GREG GUTFELD, CO-HOST: Welcome back to "The Five."


GUTFELD: So Wall Street has become "Brawl Street." The effort to clean Zuccotti Park, the park with -- where the protesters have been slumming, has been stopped. According to Mayor Bloomberg, Brookfield Office Properties, which owns the park, made the decision after receiving calls from city official, who threatened to make -- quote -- "life more difficult" -- end quote -- which seems to be the norm all around.

In Boston, the Coast Guard claims a woman in uniform was harassed and spat upon near in the protest. The Coast Guard has warned all staff to avoid these punks while in uniform.
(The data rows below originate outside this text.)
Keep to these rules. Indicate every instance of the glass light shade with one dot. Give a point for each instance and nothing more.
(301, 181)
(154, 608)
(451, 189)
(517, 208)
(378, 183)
And now there are arrests around the New York Stock Exchange, in Seattle and Denver. At this point for comic relief we need a visit from Captain Stupid. Here Donny Deutsche -- rumored to be as smart as a mailman's sock -- tries to say something and then take it all back at the same time:


DONNY DEUTSCHE, MSNBC: I don't want this to come out of the wrong way. If we think what will happen, if you think back to the late '60s, what is the most stirring image of all of the rebellion that happened? What do we remember? Kent State. Now I am not saying somebody has to get killed. What will happen, there will be a climax moment of class warfare somehow played out on screen that I think will -- the same way that nine-nine-nine, if you will, kind of simplifies a message -- that articulates this clash.




So what is this all about, Alfie? I have said it before, this is about Main Street, not Wall Street. It's a coordinated effort by the usual suspects bent on undermining the greatest system ever. It is not about the one percent. The organizers want it all.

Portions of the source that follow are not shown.